Jennifer Brown, How Lunchbox Jones Saved Me From Robots, Traitors and Missy the Cruel, Bloomsbury Australia, 1 August 2017, 256pp., $9.99 (pbk), ISBN: 9781681194417
Luke’s school always loses. It’s sort of their thing. The school has a trophy case, and the only thing in it is a coffee mug that says “World’s Greatest Secretary” … Although at some point, someone crossed out “Greatest” and wrote “Pretty Good” instead.
There’s a vague hope that the new robotics club might stand a chance of winning a robotics championship that’s coming up, and now Mr Terry is putting the pressure on Luke to join.
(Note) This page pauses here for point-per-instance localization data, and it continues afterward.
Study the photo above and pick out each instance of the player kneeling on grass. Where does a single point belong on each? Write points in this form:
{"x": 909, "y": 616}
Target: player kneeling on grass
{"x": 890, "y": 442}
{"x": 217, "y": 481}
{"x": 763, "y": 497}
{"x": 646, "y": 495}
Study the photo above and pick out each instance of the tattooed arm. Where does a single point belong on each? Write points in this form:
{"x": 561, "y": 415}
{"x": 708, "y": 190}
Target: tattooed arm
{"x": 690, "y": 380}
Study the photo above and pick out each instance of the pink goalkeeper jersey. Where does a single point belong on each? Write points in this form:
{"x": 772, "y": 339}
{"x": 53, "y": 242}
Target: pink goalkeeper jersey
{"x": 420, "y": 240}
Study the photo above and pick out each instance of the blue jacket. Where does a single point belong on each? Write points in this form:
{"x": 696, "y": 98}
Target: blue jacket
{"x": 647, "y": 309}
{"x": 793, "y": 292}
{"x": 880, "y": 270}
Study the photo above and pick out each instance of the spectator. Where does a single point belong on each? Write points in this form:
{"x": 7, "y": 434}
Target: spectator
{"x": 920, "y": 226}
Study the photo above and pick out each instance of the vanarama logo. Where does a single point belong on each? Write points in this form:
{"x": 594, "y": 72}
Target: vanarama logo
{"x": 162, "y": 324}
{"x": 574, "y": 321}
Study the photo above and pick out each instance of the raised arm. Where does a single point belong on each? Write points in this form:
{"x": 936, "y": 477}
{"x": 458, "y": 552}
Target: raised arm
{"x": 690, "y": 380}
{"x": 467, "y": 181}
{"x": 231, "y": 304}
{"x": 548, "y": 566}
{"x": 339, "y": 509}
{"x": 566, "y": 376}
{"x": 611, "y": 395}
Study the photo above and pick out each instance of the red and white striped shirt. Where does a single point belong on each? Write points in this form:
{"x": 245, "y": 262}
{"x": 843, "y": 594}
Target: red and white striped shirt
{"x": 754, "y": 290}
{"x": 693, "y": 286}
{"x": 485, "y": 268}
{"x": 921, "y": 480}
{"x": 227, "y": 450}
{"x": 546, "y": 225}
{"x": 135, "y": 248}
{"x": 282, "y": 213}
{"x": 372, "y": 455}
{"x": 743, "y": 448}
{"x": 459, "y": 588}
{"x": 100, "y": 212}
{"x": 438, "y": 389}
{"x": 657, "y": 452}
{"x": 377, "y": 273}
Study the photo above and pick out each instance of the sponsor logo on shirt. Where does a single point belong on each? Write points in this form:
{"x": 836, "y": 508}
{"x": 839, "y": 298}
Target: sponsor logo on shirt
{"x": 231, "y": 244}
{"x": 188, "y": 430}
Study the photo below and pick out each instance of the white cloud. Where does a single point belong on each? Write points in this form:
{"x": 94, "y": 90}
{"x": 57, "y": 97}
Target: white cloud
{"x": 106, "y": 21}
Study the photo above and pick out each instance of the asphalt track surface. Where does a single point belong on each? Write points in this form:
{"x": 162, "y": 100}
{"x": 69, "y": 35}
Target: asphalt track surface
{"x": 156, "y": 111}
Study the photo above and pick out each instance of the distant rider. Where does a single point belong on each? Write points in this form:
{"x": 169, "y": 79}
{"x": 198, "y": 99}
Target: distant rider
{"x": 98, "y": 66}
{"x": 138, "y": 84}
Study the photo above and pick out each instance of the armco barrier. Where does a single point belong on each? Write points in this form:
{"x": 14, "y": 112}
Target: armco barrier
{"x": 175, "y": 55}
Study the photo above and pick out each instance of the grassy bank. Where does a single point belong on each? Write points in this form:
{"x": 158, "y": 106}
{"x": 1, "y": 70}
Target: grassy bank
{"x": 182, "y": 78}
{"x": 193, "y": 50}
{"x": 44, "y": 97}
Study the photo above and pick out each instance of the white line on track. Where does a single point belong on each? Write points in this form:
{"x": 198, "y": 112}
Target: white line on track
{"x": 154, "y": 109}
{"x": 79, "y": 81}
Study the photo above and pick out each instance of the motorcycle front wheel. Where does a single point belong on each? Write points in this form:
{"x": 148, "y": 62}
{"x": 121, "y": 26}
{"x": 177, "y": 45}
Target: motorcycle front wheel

But Luke’s not interested – he’d much rather be playing Alien Onslaught online, and the team is somewhere between a joke and Luke’s worst nightmare. There’s Mikayla, who can do just about anything with her feet. There are the two Jacobs, who claim that they’re completely different. There’s Stuart, who really, REALLY likes sunflower seeds. There’s Lunchbox Jones, who may or may not have a rabid wolverine in the lunchbox he carries everywhere. And then there’s Missy the Cruel. Luke’s greatest nemesis. And none of them have the faintest idea how to build or program a robot. Yet somehow, Luke finds himself roped in, and even, to his surprise caught up in the challenge of getting a robot ready to compete.
There are more surprises in store as Luke comes to learn a little more about his team mates and, one of my favourite moments in the book, when Luke realises that he and the terrifying Lunchbox are actually friends. One of the central themes of How Lunchbox Jones Saved Me is that of seeing past the surface of the people around you, and realising that everyone has their own stories and challenges to face.
The other focus of the story is encapsulated in another lovely and funny moment, when Luke gives a stirring speech to try and rally the team and convince them that they are not inevitably losers. It doesn’t quite go to plan, but there is a beautiful sense of victory in the end, all the more so because they didn’t actually win the competition. I won’t spoil the ending by explaining what happens, but it does emphasise, without belabouring the point, that their biggest victory was in coming together to try and achieve something.
The sense of humour in the story will engage the reader, and I would recommend How Lunchbox Jones Saved Me as an excellent next step for readers aged nine to twelve who have enjoyed books like James Patterson’s Middle School series and are looking for something a bit more. Laughs and weirdos and robots on the rampage… what’s not to like??